What's the advantage, if you already know Python? (genuine interest)

jonnycomputer · on Jan 16, 2022

I don't want to say "advantage", so much as preference. But a few things come to mind.

- Lots of high quality statistical libraries, for one thing.

- RStudio's RMarkown is great; I prefer it to Jupyter Notebook.

- I personally found the syntax more intuitive, easier to pick up. I don't usually find myself confused about the structure of the objects I'm looking at. For whatever reason, the "syntax" of pandas doesn't square well (in my opinion) with python generally. I certainly want to just use python. But, shrug.

- The tidyverse package, especially the pipe operator %>%, which afaik doesn't have an equivalent in Python. E.g.

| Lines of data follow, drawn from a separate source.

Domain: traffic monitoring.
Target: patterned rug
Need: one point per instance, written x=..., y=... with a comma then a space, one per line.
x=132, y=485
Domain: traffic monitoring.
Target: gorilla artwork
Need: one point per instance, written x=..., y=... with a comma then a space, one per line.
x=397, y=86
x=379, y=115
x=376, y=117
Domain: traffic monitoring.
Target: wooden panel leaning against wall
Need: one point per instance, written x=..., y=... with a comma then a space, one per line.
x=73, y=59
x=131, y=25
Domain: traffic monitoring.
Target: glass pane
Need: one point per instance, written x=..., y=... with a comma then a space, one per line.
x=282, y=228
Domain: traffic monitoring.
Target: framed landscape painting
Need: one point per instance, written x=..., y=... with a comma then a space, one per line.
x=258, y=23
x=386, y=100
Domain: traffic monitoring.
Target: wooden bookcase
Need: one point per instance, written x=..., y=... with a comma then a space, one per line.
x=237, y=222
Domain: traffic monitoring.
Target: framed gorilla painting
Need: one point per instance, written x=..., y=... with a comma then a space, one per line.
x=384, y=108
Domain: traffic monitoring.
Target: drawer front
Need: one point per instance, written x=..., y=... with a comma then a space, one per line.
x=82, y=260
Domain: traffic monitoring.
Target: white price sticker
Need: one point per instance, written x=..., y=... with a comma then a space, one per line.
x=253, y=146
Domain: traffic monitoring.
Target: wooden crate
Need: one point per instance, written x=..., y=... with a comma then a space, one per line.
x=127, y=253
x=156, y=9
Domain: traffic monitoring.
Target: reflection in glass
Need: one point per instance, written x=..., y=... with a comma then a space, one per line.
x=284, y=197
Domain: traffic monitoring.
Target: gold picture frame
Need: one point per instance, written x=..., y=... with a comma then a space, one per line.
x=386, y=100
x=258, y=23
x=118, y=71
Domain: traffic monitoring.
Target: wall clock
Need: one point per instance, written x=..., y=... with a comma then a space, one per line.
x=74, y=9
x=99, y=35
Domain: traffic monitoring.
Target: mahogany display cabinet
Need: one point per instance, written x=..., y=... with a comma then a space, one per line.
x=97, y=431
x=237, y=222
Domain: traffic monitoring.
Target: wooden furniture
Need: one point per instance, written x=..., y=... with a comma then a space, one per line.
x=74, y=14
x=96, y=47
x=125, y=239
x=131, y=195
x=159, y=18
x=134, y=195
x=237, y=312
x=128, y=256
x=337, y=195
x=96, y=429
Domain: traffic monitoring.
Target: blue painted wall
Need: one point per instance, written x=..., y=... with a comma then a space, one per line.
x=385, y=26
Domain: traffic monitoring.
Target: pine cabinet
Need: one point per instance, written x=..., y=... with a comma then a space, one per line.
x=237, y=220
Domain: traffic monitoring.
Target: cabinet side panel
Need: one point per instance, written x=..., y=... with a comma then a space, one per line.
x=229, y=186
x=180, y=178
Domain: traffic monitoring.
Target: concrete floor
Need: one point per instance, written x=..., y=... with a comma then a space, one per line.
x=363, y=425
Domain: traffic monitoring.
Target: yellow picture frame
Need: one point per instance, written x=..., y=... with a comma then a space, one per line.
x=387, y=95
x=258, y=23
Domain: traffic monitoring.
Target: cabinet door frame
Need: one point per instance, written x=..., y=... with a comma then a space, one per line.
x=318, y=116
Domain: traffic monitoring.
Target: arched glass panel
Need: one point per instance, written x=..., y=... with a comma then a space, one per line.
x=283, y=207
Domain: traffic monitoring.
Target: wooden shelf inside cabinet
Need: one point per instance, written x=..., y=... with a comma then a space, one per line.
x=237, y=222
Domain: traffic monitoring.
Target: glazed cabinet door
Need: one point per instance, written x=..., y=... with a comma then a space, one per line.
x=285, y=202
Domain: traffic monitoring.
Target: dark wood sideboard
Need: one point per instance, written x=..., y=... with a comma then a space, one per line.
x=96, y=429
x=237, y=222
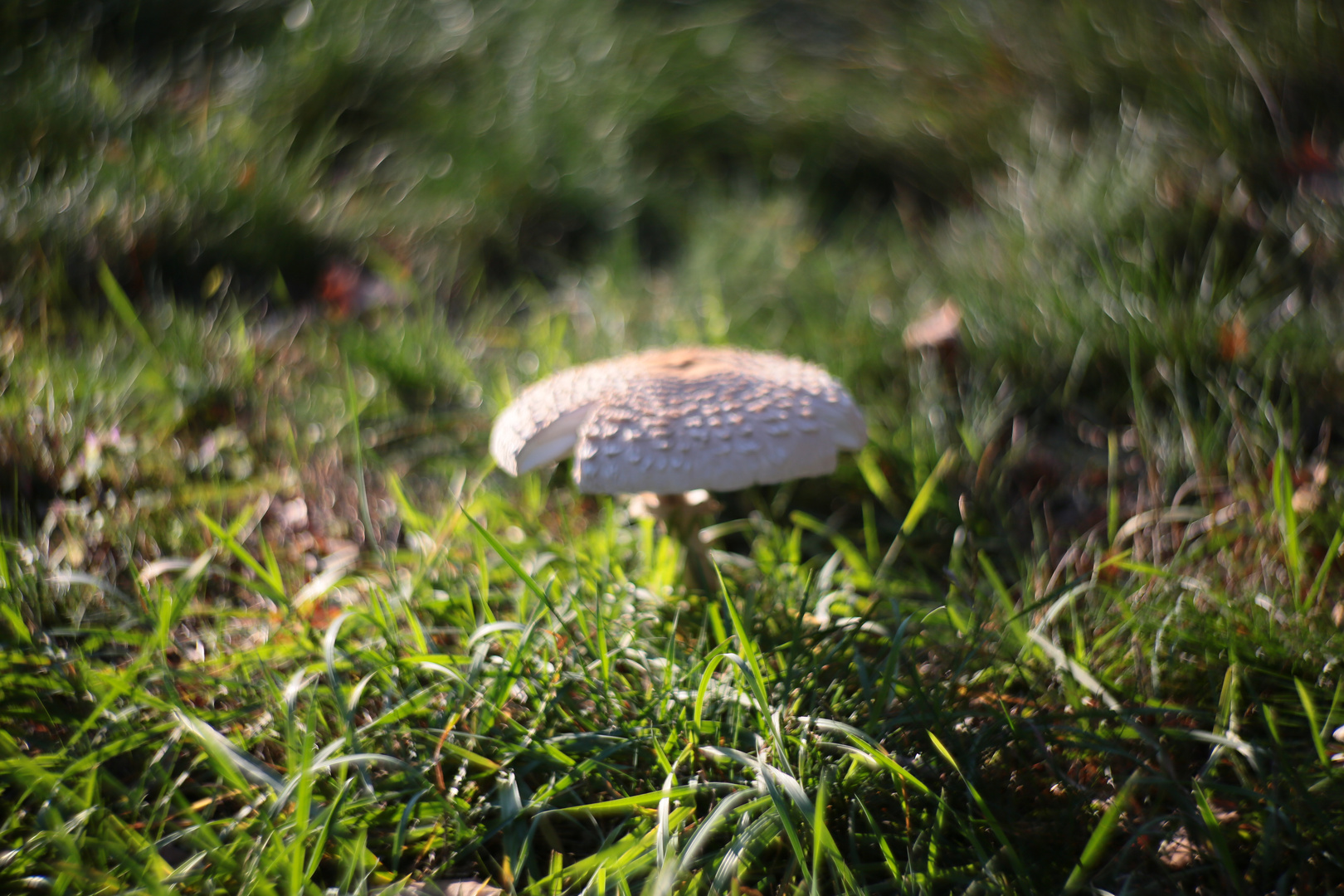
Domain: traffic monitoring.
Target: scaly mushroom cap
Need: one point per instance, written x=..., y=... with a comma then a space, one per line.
x=670, y=421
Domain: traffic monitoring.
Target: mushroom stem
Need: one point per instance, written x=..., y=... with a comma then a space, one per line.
x=684, y=518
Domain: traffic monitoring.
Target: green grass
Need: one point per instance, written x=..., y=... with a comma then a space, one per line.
x=272, y=622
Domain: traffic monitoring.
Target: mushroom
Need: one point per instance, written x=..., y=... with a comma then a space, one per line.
x=672, y=421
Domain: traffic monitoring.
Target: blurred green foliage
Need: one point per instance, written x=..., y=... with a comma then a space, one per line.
x=268, y=270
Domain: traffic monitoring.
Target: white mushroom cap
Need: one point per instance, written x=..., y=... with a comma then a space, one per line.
x=670, y=421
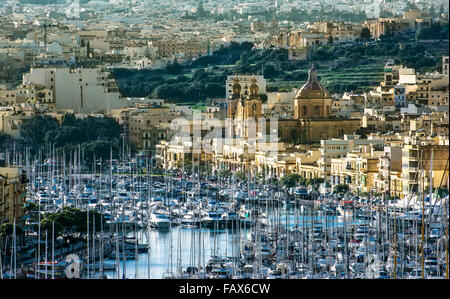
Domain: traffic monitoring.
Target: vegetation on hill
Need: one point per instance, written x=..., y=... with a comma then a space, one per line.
x=93, y=135
x=356, y=67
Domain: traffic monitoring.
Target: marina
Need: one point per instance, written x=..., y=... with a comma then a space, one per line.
x=167, y=224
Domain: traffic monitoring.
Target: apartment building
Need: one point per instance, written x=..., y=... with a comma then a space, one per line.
x=339, y=148
x=420, y=162
x=80, y=90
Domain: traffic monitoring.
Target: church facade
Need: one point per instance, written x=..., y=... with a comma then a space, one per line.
x=312, y=119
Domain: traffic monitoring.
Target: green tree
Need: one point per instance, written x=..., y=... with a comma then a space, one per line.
x=34, y=129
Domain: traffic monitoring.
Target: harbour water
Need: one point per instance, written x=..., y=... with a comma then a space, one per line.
x=165, y=245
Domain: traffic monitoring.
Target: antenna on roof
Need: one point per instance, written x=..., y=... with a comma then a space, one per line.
x=45, y=35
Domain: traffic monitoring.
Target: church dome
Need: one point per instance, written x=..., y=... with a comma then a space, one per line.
x=312, y=88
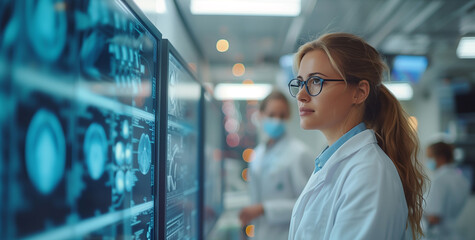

    with_six_visits <- task_df %>%
      group_by(turker_id, visit) %>%
      summarise(n_trials = n_distinct(trial_num)) %>%
      mutate(completed_visit = n_trials>40) %>%
      filter(completed_visit) %>%
      summarise(n_visits = n_distinct(visit)) %>%
      mutate(six_visits = n_visits >= 6) %>%
      filter(six_visits) %>%
      ungroup()

Here I'm filtering participants in an mturk study by those who have completed more than 40 trials at least six times across multiple sessions. It's not that I couldn't do the same transformation in pandas, but it feels very intuitive to me doing it this way.

- ggplot2 for plotting; its really powerful data visualization package.

Truthfully, I often do my data text parsing in Python, and then switch over to R for analysis, E.g. python's JSON parsing works really well.

rahimnathwani · on Jan 17, 2022

I can see how this is more intuitive. In pandas I'd assign the output of groupby to a variable, and then add the new column in a separate statement.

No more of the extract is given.